What factors contributed to you choosing your program(s)?

I chose the co-op specialist program of International Development Studies (IDS) at UTSC because it offers students the opportunity to complete an 8-12 month work placement overseas in a Global South country. For me, it is not even a rare chance in a lifetime but also a fantastic learning opportunity to combine theoretical knowledge in the books to actual actions and experience on the ground. I am currently completing my 11 month placement in India and I can testify that it is indeed an exciting, self-exploring, and extremely valuable learning experience. On the other hand, I chose to add a major in Economics after the completion of my first year in IDS. While many Arts students consider taking Economics courses in the mathematical approach (instead of theoretical) is a heavy burden, I see it as a great blessing to advance my logical thinking and quantitative data analysis skills, alongside with the qualitative, anthropological focus that the IDS community emphasizes. In my opinion, it is an important balance to find. To make the combination even more colourful, I also chose Media Studies as my minor since I have always been fascinated by the media theories how they shape our society and reality. It was not until later that I realised this minor helps me see IDS issues like "free knowledge and development", "information and technology for development", and "the portrait of an Global South image" with a totally new lens.
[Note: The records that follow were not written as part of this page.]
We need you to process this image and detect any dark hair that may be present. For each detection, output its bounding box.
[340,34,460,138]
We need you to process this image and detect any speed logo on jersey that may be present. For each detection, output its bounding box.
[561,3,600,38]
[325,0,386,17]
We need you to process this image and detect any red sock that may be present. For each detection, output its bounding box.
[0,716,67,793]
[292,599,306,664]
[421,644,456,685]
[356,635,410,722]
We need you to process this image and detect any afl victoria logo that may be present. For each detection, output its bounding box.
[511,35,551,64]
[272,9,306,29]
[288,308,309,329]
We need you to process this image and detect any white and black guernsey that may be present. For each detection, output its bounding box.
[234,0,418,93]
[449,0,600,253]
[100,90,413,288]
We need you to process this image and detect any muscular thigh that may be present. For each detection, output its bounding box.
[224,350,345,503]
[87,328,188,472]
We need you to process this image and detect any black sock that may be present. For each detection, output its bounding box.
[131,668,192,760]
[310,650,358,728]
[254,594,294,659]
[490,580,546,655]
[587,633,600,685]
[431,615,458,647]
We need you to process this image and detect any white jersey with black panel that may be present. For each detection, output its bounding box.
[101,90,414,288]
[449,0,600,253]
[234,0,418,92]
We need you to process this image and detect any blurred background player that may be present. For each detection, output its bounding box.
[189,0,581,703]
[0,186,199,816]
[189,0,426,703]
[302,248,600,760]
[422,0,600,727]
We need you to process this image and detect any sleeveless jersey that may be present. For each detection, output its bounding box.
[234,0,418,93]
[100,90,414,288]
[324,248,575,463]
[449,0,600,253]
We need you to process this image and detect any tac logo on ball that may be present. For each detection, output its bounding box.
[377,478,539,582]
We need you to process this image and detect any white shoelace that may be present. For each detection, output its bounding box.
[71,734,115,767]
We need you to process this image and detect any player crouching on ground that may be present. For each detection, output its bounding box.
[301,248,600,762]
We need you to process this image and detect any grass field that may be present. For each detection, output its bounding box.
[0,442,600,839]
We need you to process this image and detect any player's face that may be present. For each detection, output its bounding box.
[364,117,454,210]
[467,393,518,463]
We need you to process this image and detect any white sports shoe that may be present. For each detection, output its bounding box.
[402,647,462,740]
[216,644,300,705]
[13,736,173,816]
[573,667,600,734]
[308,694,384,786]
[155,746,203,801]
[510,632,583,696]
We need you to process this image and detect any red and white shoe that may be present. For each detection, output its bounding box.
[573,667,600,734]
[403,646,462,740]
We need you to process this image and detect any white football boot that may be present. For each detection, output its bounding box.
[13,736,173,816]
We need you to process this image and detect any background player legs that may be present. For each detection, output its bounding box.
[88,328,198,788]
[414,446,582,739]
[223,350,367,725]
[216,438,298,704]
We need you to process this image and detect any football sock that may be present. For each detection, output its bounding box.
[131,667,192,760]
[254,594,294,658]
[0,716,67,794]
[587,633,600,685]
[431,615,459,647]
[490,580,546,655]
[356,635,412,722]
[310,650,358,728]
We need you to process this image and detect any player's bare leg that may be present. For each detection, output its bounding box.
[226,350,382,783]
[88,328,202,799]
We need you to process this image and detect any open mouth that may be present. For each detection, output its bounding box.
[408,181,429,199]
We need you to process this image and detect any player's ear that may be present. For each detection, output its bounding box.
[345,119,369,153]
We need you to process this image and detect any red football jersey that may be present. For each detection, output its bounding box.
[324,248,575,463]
Can you describe your program(s)? What is it actually like?

(I am focusing on the IDS Specialist co-op program in this question) IDS co-op program is a really close-knit community, or more accurately, family. In the IDS co-op program, we are not only classmates who sit together in lectures, but also friends who help each other through the challenging placement preparation, and sisters and brothers who you Skype and share your struggles and laughters with when we are all in different places. Faculty members in the program are also extremely supportive and multi-disciplinary. That's a great thing about being an IDS student - no matter what your passion is, usually there will be a way to link it to development and most possibly there is a faculty member who can be your best friend and tutor on your journey to explore all possibilities. The curriculum of IDS co-op can be quite theoretical in the first two years in my opinion, but it will definitely enrich you with the necessary critical thinking skills, broad knowledge, and creativity that will eventually become part of you.

What tips/advice can you provide to students just starting or considering this program(s)?
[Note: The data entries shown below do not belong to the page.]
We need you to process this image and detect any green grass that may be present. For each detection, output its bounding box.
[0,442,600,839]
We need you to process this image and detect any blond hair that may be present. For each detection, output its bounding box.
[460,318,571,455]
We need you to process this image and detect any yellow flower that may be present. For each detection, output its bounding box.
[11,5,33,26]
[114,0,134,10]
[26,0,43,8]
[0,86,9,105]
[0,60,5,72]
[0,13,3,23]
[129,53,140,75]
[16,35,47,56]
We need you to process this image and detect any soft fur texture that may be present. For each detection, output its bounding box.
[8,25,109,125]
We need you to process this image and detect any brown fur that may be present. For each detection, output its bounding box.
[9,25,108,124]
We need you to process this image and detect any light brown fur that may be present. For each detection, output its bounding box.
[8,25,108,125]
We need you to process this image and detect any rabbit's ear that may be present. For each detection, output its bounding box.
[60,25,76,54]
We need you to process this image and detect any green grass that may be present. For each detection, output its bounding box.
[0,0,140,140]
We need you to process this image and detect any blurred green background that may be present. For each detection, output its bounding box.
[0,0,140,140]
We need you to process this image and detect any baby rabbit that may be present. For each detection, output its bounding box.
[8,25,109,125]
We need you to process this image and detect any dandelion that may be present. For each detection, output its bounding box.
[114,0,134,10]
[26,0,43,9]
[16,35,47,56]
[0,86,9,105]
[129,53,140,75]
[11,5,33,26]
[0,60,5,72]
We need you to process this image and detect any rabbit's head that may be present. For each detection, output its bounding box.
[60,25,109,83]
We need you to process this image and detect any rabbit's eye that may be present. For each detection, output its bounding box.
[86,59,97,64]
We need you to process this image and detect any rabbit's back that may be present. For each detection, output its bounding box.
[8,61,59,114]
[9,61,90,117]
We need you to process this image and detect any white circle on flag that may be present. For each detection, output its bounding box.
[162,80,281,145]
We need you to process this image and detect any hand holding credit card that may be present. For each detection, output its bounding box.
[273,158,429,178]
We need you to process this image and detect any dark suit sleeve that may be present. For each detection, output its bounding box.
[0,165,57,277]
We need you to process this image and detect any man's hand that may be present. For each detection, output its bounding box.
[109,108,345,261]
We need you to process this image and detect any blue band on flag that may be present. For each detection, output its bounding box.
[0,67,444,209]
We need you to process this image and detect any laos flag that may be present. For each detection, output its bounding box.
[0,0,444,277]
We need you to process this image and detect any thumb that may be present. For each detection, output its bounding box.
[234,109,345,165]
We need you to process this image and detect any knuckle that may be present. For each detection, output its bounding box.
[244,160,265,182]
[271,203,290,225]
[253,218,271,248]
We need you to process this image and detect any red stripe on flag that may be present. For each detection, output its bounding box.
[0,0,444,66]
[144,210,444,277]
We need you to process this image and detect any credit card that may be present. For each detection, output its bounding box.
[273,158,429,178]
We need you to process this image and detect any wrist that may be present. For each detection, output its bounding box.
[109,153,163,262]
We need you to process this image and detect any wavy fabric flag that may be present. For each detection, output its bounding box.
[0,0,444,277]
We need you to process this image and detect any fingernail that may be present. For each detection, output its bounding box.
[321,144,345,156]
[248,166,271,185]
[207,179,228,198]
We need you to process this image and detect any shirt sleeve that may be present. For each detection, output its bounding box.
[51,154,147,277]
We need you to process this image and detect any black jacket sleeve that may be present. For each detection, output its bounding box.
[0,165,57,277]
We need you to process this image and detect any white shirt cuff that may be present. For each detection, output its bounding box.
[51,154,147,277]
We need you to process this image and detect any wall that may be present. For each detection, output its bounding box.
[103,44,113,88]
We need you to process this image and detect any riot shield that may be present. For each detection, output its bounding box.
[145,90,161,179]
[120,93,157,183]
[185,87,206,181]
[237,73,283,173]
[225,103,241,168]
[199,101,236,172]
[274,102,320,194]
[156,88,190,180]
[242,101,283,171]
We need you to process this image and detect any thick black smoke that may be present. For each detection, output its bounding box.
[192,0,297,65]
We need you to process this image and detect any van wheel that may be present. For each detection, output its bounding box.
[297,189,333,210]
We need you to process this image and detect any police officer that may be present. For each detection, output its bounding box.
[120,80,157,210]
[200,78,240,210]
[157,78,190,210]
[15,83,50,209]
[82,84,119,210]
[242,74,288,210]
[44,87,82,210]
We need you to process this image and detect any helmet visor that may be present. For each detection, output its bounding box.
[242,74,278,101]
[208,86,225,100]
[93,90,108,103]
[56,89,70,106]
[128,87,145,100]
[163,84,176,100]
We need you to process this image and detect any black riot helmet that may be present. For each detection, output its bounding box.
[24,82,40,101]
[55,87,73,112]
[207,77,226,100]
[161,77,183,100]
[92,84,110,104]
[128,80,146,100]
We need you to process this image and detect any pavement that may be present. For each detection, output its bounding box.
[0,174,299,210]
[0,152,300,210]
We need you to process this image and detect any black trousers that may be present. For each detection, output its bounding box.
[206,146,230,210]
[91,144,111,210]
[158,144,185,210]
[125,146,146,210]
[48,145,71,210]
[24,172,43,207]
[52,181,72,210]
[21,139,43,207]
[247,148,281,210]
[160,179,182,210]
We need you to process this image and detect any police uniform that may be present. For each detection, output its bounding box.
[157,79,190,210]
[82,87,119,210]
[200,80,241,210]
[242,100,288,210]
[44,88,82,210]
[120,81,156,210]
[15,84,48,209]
(1) If you are an IDS (co-op) student, I strongly recommend that you explore your passion and field of interest in development as early as possible. The broadness of development studies can be a blessing but a weakness at the same time. It is best to find a direction that you are most interested in about development (ex. Environment and development, political conflicts in development, development history in Canada's First Nations, anything!). Thinking about this early also helped me plan out my courses in the four years well in advance so that I am not stressed about missing credits or delaying my graduation when there are three programs on my plate.
 
(2) Although IDS co-op program (or even exchange programs at UofT) provide the chance for you to go abroad, you don't need to be abroad to make your university life colourful and meaningful. Before my placement in India, I tried volunteering for child literacy, helping out a mental health awareness project, organizing a conference for my program, and even playing Quidditch! There are so many things to do on campus (all three campuses if you want more!). Each of these experiences contributes to my well-being, interpersonal skills, and shapes whom I am today. I would not be able to do what I am doing today without all the learning and training in each of these activities. I guess what I am saying is, have fun, meet people, and discover hobbies in your university years!

What will you do with your degree after graduation? (Future plans?)

With my interest in the media aspect of development and my current work placement that focuses on the internet and social issues in India, I think I will consider a post graduate degree in information, internet study, or something related. Many people think that graduating from a development studies program means working in an NGO or the government as a social worker for a lifetime, but that is far from the truth. There is so much to explore during your 5 (or 4) years in the program and every year people discover routes that no one has tried before. I will say, no matter if my future career or study will be development-related or not, this program has taught me many valuable lessons and skills that I can always apply to different fields.

What has your academic journey during your time been like as you progress toward graduation?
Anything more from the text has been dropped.